Inciting Terror and Building Walls: A Catholic Convent and Lutheran Pastor Fight for the Souls of the Parish of Welver, 1649–1745

Thursday, January 5, 2017: 4:10 PM
Mile High Ballroom 4B (Colorado Convention Center)
Beth Plummer, Western Kentucky University
In 1720, the Soest consistory claimed that the Roman Catholic convent of Welver sought “to excite terror … in the military fashion” [ad excitandum terrorem … more militari] in the Lutheran parish of Welver through their strategic use of their clergy and servants to impose Catholicism on the devout laity of the parish. Among the violent tactics the Lutheran pastors accused the nuns of using in their attempt to “conquer” souls were the forced termination of the tenancy of convent property for non-Catholic tenants and pushing Catholic spouses for Catholic landholders.
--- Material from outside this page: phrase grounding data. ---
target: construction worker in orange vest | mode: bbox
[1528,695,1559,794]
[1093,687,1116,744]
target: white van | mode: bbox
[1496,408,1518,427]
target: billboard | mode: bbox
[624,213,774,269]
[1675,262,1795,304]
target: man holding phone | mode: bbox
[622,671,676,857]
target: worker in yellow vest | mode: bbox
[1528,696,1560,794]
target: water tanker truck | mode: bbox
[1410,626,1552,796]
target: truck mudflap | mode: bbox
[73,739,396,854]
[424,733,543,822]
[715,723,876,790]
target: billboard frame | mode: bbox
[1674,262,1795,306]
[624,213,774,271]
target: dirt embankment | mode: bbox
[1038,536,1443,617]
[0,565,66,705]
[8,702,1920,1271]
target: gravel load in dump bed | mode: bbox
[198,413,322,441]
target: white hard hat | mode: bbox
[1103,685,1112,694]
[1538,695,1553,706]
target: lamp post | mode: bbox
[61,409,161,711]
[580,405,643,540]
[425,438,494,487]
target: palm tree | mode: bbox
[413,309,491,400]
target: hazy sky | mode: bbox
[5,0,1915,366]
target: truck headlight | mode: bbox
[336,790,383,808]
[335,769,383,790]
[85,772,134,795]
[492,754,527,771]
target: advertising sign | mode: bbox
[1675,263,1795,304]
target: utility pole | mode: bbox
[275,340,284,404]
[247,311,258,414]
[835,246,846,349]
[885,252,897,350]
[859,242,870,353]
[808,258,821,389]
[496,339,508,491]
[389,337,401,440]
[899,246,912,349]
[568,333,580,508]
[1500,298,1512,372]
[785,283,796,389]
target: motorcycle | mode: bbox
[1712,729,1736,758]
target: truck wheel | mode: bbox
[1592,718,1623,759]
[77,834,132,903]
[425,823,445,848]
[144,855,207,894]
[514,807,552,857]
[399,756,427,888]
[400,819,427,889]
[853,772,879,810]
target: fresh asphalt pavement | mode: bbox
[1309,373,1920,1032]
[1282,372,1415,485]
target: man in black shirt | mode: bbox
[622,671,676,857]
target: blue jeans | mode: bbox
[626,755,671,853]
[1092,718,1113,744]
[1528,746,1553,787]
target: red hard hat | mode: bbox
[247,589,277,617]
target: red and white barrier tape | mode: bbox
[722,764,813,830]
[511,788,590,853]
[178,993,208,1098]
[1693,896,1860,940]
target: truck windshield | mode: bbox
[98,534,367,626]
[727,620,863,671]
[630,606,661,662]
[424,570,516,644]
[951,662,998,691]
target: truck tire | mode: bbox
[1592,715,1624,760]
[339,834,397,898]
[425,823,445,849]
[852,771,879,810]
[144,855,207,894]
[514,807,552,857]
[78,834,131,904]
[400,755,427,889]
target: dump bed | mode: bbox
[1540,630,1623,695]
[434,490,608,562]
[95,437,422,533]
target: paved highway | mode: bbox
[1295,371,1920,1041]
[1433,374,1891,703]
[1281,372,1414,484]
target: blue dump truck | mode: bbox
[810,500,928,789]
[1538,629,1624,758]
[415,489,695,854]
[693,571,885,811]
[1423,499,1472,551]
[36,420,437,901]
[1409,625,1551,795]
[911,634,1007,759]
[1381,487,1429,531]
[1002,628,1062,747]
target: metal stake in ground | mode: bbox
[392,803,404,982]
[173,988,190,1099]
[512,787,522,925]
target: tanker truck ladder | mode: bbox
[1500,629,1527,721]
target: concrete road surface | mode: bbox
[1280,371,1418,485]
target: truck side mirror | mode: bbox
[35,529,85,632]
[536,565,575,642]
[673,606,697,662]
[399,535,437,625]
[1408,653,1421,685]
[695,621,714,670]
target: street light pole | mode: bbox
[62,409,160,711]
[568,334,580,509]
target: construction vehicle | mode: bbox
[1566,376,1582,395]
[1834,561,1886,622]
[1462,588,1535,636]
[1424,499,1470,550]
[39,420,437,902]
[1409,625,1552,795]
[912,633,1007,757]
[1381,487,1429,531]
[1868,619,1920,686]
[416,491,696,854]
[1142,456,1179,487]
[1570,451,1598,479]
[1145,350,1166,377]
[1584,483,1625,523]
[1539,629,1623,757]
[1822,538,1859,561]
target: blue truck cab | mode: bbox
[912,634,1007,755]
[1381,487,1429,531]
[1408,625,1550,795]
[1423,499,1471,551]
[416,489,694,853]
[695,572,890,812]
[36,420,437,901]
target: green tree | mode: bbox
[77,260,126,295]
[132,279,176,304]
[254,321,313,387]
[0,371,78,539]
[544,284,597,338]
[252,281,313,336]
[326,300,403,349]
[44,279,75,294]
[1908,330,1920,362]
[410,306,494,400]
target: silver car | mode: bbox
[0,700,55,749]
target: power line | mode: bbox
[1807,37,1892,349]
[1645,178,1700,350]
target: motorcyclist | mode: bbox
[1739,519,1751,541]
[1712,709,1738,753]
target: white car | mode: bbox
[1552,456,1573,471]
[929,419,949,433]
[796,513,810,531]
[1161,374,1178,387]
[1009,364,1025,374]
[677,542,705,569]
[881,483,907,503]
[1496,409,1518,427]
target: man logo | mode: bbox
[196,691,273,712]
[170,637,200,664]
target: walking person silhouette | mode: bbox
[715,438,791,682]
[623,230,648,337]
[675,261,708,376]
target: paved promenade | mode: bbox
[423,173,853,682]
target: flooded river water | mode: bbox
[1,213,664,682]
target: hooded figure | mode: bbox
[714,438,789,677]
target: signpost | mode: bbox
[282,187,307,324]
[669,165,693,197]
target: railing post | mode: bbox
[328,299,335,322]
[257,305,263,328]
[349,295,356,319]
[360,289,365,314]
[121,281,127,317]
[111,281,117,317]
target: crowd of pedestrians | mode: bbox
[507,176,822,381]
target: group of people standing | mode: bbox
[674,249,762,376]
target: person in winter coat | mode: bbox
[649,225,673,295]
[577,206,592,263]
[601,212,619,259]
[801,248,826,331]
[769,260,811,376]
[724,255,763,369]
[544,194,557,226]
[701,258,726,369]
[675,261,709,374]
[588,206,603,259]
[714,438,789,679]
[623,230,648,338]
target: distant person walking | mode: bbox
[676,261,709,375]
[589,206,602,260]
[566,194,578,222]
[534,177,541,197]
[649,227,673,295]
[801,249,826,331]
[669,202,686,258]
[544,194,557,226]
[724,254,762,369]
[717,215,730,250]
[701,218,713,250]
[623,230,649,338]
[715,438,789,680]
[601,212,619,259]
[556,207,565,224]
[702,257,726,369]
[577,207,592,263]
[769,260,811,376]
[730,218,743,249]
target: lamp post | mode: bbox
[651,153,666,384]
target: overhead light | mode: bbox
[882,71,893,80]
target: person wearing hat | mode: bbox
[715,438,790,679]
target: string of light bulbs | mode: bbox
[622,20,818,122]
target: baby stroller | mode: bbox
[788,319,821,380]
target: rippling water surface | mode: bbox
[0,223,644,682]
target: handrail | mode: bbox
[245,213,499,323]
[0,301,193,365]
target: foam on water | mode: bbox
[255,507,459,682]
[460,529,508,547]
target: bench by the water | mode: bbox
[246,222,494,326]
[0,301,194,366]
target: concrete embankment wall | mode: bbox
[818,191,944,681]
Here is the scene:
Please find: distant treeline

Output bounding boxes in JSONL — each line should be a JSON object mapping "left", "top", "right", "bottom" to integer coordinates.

The regional consistory also claimed that the convent aggressively had interfered in the parish rights of the Lutheran pastor in when they sought to conduct baptisms, burials, and even Last Rights for Welver parishioners. This accusation of a spiritual terrorism followed almost two centuries of tensions between the Catholic and Lutheran congregations sharing a church in Welver. What was less evident was that the boundaries that had been set up in 1565, 1649, 1672, and 1697, including the strict regulation separating the two groups and building of a second convent church, obscured the pragmatic daily reality of a parish in which mixed marriage, shared education, and economic cooperation flourished. The full participation of all members of the parish, including the abbess of the convent, in the election of 1712 showed the level of integration in the community. This paper will explore how the parish of Welver allowed a simultaneum to flourish in the parish, even as outside forces from the local clergy to the King of Prussia sought to create distinct confessional congregations.